Defensive asset returns were down 0.4%, reflecting weaker fixed-rate bond returns. In turn this reflected a rise in local and global bond yields as resilient economic data and an upside surprise to US inflation caused markets to push out the timing of expected central bank rate cuts.
Growth assets returned 4.0%, with global equities in unhedged AUD terms rising 5.9%. Global equities have been trending upward since late 2022, but the PE ratio and equity risk premium appear a little stretched by recent historic standards.
Despite higher bond yields, local listed property returned a solid 4.8%, while Australian equities returned a more modest 0.8%. The trend in the relative performance of Australian equities has remained downward since early 2023. Relative returns for Australian versus global bonds has been choppy over the past year.

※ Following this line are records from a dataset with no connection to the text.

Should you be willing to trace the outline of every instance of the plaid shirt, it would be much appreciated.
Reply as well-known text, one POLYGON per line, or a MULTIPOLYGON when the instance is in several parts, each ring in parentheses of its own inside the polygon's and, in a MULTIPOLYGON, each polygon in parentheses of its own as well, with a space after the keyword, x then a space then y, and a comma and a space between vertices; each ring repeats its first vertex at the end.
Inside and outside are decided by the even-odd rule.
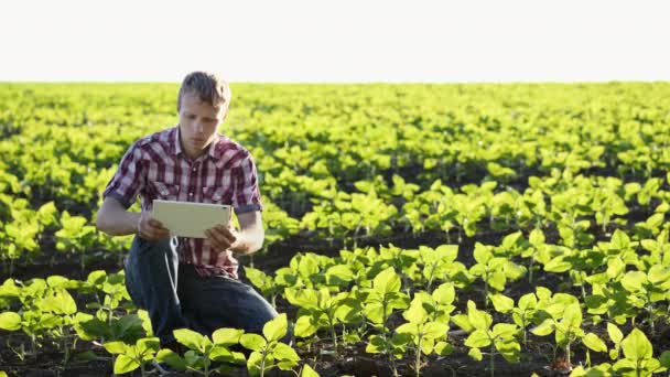
MULTIPOLYGON (((156 198, 229 204, 237 214, 262 211, 249 151, 218 134, 207 153, 191 161, 182 151, 179 126, 134 142, 102 197, 115 197, 128 208, 138 194, 147 212, 156 198)), ((237 279, 239 263, 233 252, 216 250, 207 239, 179 237, 177 250, 180 262, 193 265, 201 276, 223 273, 237 279)))

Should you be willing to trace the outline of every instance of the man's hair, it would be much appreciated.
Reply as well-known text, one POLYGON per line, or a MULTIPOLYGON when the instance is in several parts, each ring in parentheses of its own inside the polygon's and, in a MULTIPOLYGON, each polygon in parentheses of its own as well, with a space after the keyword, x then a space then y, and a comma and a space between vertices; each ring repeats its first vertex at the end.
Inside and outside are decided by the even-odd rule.
POLYGON ((176 100, 177 111, 182 108, 182 97, 186 93, 193 93, 199 96, 203 103, 215 107, 221 104, 226 106, 230 104, 230 86, 228 86, 226 80, 212 72, 196 71, 184 77, 176 100))

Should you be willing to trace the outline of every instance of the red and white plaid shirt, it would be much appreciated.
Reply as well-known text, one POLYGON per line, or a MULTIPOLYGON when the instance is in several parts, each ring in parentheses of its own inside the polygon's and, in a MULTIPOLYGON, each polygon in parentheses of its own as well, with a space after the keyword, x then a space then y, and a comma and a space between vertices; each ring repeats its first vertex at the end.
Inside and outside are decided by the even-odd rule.
MULTIPOLYGON (((180 143, 179 126, 136 141, 126 152, 102 197, 115 197, 126 208, 142 198, 142 211, 153 200, 220 203, 237 214, 262 211, 256 164, 249 151, 218 134, 207 153, 188 160, 180 143)), ((224 273, 237 279, 238 261, 229 250, 216 250, 204 238, 179 238, 180 262, 201 276, 224 273)))

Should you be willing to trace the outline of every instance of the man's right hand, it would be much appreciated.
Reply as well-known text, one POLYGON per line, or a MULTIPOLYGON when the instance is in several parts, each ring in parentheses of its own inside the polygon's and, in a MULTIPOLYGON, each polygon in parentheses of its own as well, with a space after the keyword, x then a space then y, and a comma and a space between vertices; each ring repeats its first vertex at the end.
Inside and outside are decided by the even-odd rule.
POLYGON ((170 230, 163 227, 161 222, 151 217, 148 212, 142 212, 138 220, 138 234, 147 240, 156 241, 170 237, 170 230))

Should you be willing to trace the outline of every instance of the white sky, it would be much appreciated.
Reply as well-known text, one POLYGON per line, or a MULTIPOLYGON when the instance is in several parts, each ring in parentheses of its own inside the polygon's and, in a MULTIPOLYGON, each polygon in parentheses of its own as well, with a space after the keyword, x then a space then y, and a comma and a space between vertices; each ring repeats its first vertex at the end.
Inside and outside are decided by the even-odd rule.
POLYGON ((0 80, 670 80, 670 1, 0 0, 0 80))

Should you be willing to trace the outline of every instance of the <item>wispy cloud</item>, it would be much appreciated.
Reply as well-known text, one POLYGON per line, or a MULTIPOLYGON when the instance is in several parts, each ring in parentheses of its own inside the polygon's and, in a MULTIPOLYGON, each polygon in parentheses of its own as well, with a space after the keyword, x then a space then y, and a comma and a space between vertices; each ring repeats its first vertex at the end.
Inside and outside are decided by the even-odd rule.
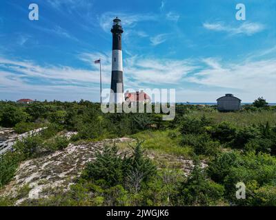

The core US CPI rose 0.4% in January, a touch higher than the 0.3% market expectation. Together with a higher-than-expected producer price index (PPI) and still solid US activity data, markets effectively halved the number of expected 0.25% US rate cuts this year from six to three. US 10-year bond yields rose 0.34% to 4.25%.
Outside of the US, German 10-year yields also moved higher while Japanese yields were steady. High yield bond spreads narrowed after an uptick in January. All up, the yield-to-maturity on the Bloomberg Global Aggregate Index lifted 0.22% to 3.8%.


The gain in bond yields reflected both higher global rates plus a push back in the timing of local official rate cuts. The market is pricing just under two rate cuts over the next 12-months, from almost three rate cuts expected at end-January.
Bond have outperformed cash since the peak in bond yields in October last year, though there has been a modest setback in this trend in the past two months.
Corporate credit spreads, meanwhile, continue to narrow, which is supportive of corporate bond outperformance over government bonds.


In unhedged $A terms, global equities returned a stronger 5.9%, thanks to strength in global currencies versus the $A. On an unhedged basis, global equities have returned 27.5% over the past year.
Easing fears of a global recession remains the major global market theme, with the US Federal Reserve signalling the next move in rates is likely down. The only near-term debate is how quickly the Fed will cut, with markets potentially at risk in the short term if the Fed delays until later this year or even early 2025.
That said, at 17.5x and 1.5% respectively, the PE ratio and equity risk premium appear a little stretched by recent historic standards, suggesting further equity gains may require a decent further decline in bond yields or a lift in forward earnings.


Resources and energy exposures continue to underperform, along with health care. Financials (BNKS) are broadly tracking global performance.


Broad trends over recent months continue to favour Japan, while Europe is tracking sideways in terms of relative global performance. Australia and the UK continue to generally underperform.


After enduring a choppy sideways range over the past two years (with a recovery in PE valuations offset by declining forward earnings) the market has recently broken though this range to new highs. As with global markets, PE valuations are getting a little stretched and the equity-risk premium is low. Sustained further gains seem to require a decent decline in bond yields (without a recession!) or a further gain in forward earnings.
With a local and global economic soft landing now appearing more achievable, the outlook for earnings is encouraging – albeit expected growth over the coming year appears somewhat more subdued than for the global market overall.


By contrast, resources stocks fell in February while quality (AQLT) and financials (QFN) posted solid gains of 3.5% each.
Over the past six to 12 months, three of the selected Australian equity theme indices - financials, technology and quality - have tended to outperform the broader market. After a very strong 2022, the relative performance of the resources sector has since pulled back.